The ground leveled and the trees closed about, leaving them draped in heavy shadow. The air was fetid and damp with humidity, and insects were everywhere. Ross brushed at them futilely. The trail twisted and wound through thick patches of scrub and brambles. Several times it branched, but Nest did not hesitate in choosing the way. Ross marveled at the ease with which she navigated the tangle, thinking on how much at home she was here, on how much she seemed to belong. She had the confidence of youth, of a young girl who knew well the ground she had already covered, even if she did not begin to realize how much still lay ahead.

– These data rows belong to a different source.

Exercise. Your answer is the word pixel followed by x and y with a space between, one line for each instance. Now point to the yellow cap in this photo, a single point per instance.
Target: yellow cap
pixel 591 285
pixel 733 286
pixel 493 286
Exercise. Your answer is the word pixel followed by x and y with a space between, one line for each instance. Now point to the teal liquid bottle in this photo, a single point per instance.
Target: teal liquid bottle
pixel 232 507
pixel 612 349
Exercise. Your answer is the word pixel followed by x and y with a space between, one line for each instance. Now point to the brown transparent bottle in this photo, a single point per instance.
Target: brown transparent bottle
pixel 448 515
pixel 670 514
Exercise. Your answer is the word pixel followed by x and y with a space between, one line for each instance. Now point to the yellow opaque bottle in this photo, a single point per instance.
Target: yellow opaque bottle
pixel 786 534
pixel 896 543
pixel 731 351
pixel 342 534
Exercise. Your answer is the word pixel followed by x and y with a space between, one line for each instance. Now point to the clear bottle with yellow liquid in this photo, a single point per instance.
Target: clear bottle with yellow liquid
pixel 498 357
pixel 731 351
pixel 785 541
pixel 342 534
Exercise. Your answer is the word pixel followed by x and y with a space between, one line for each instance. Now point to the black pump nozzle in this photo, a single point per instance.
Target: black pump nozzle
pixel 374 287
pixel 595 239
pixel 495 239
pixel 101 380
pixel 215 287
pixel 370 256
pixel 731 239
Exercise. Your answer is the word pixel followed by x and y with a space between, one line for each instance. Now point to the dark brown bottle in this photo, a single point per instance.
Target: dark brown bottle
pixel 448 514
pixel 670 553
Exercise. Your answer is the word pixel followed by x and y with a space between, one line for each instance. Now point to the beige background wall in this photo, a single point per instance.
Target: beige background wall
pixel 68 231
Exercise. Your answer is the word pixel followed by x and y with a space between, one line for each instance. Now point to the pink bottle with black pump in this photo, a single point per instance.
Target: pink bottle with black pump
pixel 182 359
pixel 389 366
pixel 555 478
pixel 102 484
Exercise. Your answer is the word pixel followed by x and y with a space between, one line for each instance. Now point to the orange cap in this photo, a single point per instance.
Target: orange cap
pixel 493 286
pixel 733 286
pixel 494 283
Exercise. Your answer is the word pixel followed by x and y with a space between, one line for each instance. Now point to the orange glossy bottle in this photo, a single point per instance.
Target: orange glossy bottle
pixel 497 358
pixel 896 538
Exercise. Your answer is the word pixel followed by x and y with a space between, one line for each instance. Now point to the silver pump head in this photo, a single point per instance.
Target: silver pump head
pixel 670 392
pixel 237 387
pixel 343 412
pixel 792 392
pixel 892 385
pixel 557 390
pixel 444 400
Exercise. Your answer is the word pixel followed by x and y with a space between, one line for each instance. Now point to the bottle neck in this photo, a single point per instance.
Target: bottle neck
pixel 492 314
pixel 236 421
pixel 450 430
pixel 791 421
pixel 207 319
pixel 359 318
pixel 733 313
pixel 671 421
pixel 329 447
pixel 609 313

They passed from the thicket into a clearing, and there, before them, was a giant oak. The oak towered overhead, clearly the biggest tree in the park, one of the biggest that Ross had ever seen. But the tree was sick, its leaves curling and turning black at the tips, its bark split and ragged and oozing discolored fluid that stained the earth at its roots. Ross stared at the tree for a moment, stunned both by its size and the degree of its decay, then looked questioningly at the girl.
"This is what I wanted you to see," she confirmed.
"What's wrong with it?"
"Exactly the question!" declared Pick, who materialized out of nowhere on Nest Freemark's shoulder. "I thought that you might know."

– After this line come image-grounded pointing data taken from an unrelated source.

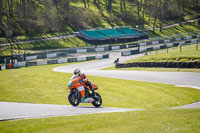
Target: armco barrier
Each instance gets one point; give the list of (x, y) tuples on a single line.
[(161, 64), (145, 47), (55, 61)]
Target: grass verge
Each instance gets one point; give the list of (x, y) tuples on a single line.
[(39, 84), (161, 121)]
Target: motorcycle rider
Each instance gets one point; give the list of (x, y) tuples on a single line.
[(83, 79)]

The sylvan was covered with dust and bits of leaves. He straightened himself on the girl's shoulder, looking decidedly out of sorts.
"Spent all morning foraging about for roots and herbs that might be used to make a medicine, but nothing seems to help. I've tried everything, magic included, and I cannot stop the decay. It spreads all through the tree now, infecting every limb and every root. I'm at my wits' end."

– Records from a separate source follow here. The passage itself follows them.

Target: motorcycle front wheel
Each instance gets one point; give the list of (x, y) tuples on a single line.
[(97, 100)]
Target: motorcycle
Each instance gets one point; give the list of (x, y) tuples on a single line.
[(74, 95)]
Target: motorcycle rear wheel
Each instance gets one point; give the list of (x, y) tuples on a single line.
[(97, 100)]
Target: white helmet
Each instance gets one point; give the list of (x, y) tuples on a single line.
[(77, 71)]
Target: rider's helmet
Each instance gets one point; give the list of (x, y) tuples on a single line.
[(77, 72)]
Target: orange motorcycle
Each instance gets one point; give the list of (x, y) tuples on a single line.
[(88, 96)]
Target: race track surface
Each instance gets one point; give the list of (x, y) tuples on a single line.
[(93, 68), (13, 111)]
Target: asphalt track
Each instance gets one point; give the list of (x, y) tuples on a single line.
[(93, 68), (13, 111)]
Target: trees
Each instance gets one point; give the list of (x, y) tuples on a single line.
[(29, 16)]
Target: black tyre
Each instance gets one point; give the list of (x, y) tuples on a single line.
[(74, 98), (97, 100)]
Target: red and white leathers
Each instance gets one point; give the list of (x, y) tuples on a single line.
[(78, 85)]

"Pick thinks it's the demon's work," Nest advised pointedly.
Ross looked at the tree anew, still perplexed. "Why would the demon do this?"
"Well, because this tree is the prison of a maentwrog!" Pick declared heatedly. Quickly, he told John Ross the tale of the maentwrog's entrapment, of how it had remained imprisoned all these years, safe beyond the walls of magic and nature that combined to shut it away. "But no more," the sylvan concluded with dire gloom. "At the rate the decay is spreading, it will be free before you know it!"
Ross walked forward and stood silently before the great oak. He knew something of the creatures that served the Void and particularly of those called maentwrogs. There were only a handful, but they were terrible things. Ross had never faced one, but he had been told of what they could do, consumed by their need to destroy, unresponsive to anything but their hunger. None had been loose in the world for centuries. He did not like thinking of what it would mean if one were to get loose now.
In his hand, the black staff pulsed faintly in response to the nearness of the beast, a warning of the danger. He stared upward into the branches of the ancient tree, trying to see something that would help him decide what to do.
"I lack any magic that would help," he said quietly. "I'm not skilled in that way."
"It's the demon's work, isn't it?" Pick demanded heatedly.
Ross nodded. "I expect it is."
The sylvan's narrow face screwed into a knot. "I knew it, I just knew it! That's why none of our efforts have been successful! He's counteracting them!"
Ross looked away. It made sense. The maentwrog would be another distraction, another source of confusion. It was the way the demon liked to work, throwing up smoke and mirrors to mask what he was really about.
Nest was telling Pick about the encounter with the demon in church that morning, and the sylvan was jumping up and down on her shoulder and telling her he'd warned her, he'd told her. Nest looked appalled. They began to argue. Ross glanced over at them, then walked forward alone and stood directly before the tree. The staff was throbbing in his hand, alive with the magic, hot with anticipation for what waited. Not yet. He reached forward with his free hand and touched the damaged bark gently. The tree felt slick and cold beneath his fingers, as if its sickness had come to the surface, coated its rough skin. A maentwrog, he thought grimly. A raver.